M.R : Dans une précédente enquête, plusieurs designers on fait état d’une insatisfaction par rapport à leur travail. Ils disaient se sentir empêchés d’accomplir correctement les missions — les projets — qui leur étaient confiés : par exemple, de ne pas avoir le temps nécessaire pour entamer un véritable dialogue avec leur client. Confirmez-vous ce sentiment d’empêchement ? Auriez-vous des exemples de situations qui l’illustrent ?

C.R : Je confirme. Il m’est arrivé plusieurs fois que le client fixe une deadline pas du tout réaliste par rapport à la charge de travail donné, ni au budget. Du coup il m’arrive de précipiter et de livrer un produit qui n’est pas entièrement achevé, créant ce sentiment d’insatisfaction. Dans d’autres situations les clients demandent un changement à la dernière minute, non pas pour une simple révision mais pour une tout autre mission.
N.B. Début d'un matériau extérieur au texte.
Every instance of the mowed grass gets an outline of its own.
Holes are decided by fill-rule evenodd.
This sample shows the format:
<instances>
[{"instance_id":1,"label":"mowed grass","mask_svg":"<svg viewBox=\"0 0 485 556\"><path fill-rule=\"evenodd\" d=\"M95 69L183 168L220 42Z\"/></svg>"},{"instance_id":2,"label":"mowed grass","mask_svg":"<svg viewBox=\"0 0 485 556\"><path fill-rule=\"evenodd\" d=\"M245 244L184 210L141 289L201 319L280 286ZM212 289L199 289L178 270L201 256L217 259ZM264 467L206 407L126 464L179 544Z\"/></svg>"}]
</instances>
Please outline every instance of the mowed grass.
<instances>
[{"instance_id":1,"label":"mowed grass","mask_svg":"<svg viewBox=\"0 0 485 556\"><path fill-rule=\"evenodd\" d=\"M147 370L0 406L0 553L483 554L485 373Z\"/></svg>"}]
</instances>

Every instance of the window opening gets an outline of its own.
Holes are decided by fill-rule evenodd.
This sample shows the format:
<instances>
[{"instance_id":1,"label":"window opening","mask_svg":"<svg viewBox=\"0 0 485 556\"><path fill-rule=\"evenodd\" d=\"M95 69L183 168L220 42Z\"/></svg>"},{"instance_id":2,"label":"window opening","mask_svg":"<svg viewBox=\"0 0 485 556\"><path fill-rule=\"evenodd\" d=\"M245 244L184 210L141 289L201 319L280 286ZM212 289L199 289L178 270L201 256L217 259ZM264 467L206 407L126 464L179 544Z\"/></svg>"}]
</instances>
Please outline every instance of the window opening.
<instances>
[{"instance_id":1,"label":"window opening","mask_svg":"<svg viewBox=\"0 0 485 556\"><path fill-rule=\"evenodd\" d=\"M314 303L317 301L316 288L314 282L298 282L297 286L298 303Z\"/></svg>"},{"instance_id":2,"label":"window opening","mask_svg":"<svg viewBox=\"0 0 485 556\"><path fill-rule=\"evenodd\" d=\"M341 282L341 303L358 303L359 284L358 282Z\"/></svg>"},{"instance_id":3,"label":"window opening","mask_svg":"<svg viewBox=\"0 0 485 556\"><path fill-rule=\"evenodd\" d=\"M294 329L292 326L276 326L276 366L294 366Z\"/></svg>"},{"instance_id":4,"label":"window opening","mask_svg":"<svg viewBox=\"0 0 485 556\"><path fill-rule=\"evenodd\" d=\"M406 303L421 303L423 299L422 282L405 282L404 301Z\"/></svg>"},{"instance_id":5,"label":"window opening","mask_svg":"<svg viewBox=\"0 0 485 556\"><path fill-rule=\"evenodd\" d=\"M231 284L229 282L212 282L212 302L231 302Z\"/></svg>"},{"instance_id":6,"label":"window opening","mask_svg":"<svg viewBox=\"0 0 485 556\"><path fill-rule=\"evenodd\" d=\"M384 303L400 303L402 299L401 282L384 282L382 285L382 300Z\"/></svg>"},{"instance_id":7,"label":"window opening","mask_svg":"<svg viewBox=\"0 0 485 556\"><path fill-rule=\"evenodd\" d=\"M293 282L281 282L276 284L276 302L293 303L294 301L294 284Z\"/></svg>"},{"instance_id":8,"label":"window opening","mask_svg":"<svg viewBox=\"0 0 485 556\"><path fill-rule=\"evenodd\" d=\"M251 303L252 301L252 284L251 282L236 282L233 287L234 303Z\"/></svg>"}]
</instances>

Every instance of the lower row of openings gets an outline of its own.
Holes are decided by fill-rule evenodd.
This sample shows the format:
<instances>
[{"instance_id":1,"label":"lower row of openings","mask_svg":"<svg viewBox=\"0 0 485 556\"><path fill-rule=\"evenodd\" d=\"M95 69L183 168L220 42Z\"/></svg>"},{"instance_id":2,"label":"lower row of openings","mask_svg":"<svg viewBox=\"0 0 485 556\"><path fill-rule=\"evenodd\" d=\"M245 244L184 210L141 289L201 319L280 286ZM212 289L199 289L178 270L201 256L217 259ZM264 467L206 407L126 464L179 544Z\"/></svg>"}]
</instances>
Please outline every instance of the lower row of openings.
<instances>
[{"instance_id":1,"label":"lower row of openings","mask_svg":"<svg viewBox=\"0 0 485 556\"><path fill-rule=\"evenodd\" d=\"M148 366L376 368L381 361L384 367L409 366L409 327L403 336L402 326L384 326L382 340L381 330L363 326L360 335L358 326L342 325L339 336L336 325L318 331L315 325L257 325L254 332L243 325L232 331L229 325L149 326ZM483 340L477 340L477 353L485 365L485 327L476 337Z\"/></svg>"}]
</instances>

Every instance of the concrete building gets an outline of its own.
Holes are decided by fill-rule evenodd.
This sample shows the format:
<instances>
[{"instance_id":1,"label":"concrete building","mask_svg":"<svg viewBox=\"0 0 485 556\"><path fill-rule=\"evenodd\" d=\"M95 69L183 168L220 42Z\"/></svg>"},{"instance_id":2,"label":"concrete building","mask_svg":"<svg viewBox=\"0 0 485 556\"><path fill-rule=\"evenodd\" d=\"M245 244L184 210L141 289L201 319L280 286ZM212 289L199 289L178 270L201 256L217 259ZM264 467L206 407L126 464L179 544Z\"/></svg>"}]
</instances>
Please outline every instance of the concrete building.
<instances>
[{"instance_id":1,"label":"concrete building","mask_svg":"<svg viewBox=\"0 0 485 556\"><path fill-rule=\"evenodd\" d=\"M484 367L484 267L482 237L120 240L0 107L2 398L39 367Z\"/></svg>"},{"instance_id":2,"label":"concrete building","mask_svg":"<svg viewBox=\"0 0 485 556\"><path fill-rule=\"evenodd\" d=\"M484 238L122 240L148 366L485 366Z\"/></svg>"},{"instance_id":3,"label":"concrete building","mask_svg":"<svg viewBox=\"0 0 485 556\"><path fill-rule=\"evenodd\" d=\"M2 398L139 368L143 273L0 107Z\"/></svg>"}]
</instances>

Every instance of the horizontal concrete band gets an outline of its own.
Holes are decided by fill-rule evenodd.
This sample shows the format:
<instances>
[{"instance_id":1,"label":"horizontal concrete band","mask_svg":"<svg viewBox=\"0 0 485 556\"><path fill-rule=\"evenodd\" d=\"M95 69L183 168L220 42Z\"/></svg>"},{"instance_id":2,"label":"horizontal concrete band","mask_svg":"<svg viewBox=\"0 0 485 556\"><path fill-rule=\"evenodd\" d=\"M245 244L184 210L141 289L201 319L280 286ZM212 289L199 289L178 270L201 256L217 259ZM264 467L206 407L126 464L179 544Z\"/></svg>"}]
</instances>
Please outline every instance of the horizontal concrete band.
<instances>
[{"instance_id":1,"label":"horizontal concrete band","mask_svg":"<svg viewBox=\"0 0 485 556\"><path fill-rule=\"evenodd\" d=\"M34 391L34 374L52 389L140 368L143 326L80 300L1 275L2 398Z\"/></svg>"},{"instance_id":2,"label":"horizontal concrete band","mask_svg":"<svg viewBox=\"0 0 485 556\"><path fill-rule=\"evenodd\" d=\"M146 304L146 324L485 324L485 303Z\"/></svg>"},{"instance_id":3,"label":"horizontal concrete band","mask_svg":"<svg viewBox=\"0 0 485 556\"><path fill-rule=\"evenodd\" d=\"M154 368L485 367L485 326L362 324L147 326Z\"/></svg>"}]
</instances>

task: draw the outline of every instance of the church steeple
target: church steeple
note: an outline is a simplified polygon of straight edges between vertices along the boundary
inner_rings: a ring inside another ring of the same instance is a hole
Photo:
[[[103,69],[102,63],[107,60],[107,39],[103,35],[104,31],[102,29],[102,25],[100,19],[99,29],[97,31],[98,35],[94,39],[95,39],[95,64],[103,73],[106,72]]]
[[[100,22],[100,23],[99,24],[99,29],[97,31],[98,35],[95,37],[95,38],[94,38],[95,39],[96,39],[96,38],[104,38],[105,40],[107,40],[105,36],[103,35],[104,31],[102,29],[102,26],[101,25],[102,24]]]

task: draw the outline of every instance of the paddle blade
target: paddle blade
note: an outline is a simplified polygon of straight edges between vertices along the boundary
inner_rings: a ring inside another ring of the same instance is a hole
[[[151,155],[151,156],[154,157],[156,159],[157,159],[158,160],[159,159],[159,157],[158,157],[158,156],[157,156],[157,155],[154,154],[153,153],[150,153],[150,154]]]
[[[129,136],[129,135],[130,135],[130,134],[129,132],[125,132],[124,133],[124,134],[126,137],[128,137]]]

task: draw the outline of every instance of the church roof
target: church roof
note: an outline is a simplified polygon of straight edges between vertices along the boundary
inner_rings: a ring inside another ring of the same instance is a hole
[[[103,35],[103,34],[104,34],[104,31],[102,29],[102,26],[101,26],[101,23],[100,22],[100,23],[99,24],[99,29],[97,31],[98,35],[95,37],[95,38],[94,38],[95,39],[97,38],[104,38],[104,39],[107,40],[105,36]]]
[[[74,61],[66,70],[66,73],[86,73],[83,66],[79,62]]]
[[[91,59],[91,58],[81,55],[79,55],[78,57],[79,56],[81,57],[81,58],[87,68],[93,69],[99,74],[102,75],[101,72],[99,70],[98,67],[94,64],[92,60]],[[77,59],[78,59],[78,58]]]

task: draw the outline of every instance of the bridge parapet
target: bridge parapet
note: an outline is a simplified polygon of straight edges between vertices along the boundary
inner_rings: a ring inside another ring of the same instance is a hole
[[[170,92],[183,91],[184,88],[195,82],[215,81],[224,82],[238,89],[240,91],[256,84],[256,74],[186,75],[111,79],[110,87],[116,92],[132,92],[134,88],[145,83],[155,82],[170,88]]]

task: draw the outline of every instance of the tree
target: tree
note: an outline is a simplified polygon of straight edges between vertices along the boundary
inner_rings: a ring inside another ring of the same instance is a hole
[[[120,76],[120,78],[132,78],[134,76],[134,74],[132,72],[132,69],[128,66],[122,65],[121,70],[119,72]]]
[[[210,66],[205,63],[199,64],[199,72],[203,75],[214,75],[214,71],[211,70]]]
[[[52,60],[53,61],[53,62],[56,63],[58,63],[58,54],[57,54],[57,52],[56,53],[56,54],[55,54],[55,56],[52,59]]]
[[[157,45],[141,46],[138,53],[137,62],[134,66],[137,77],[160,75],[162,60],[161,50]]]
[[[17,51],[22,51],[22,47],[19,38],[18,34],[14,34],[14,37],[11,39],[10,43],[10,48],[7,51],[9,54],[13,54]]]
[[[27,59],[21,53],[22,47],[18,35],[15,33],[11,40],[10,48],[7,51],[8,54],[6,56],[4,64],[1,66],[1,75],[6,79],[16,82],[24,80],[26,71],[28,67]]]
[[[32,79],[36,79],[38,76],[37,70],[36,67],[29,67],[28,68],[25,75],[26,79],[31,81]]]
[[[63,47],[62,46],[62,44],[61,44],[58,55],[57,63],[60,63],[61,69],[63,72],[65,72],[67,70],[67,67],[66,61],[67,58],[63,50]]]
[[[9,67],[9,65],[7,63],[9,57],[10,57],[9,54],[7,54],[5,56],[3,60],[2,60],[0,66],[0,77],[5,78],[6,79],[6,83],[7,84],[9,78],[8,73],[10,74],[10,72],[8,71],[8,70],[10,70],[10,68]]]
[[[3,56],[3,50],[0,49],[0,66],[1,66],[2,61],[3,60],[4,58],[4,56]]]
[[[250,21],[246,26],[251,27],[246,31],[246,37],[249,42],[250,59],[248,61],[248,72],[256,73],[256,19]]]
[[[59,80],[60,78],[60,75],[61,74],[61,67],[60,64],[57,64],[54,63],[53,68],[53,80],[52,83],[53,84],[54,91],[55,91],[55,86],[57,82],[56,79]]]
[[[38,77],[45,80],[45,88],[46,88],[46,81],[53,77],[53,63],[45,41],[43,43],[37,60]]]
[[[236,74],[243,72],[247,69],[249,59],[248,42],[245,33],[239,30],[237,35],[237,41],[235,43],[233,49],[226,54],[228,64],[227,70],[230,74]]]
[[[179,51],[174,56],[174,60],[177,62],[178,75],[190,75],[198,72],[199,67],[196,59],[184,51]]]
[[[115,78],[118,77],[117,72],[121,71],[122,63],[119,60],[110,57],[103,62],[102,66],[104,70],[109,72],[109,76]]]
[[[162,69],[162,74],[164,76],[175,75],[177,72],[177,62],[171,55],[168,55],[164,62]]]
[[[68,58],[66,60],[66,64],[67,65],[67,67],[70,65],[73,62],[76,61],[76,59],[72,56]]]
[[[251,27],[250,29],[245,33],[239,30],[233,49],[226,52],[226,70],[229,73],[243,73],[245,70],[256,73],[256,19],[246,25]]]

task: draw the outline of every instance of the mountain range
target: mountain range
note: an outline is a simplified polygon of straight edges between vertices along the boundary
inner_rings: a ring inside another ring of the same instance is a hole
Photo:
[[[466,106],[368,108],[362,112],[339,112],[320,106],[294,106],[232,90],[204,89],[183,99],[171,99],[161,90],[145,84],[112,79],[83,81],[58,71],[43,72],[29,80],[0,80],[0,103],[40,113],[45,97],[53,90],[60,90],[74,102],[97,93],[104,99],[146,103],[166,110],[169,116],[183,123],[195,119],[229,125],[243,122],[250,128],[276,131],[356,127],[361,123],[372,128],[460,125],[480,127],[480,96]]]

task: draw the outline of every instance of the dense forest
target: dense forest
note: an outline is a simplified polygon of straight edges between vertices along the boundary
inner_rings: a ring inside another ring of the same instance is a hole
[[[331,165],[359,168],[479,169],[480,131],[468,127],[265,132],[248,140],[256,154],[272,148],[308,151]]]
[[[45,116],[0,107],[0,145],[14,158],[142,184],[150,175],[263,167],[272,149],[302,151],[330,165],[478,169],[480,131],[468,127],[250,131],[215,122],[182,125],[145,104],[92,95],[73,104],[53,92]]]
M.R : Les conditions de travail influent beaucoup sur la manière dont la profession de designer est vécue. Dans votre cas, diriez-vous que la coopération avec vos collègues (partenaires de travail) est satisfaisante ? Vous sentez-vous reconnu dans vos capacités propres ou, à l’inverse, souffrez-vous d’indifférence, voire de mépris ? Pourriez-vous décrire des situations correspondant à ce que vous éprouvez ?

C.R : Oui, d’après mon expérience je dirai que la coopération avec mes collègues est plutôt satisfaisante. Lors de nos meetings, par exemple, on a tendance à échanger des critiques constructives et des feedbacks pour aider à améliorer notre performance. Je trouve essentiel de se soutenir dans un environnement professionnel, surtout étant donné que le travail peut être stressant dans certains cas.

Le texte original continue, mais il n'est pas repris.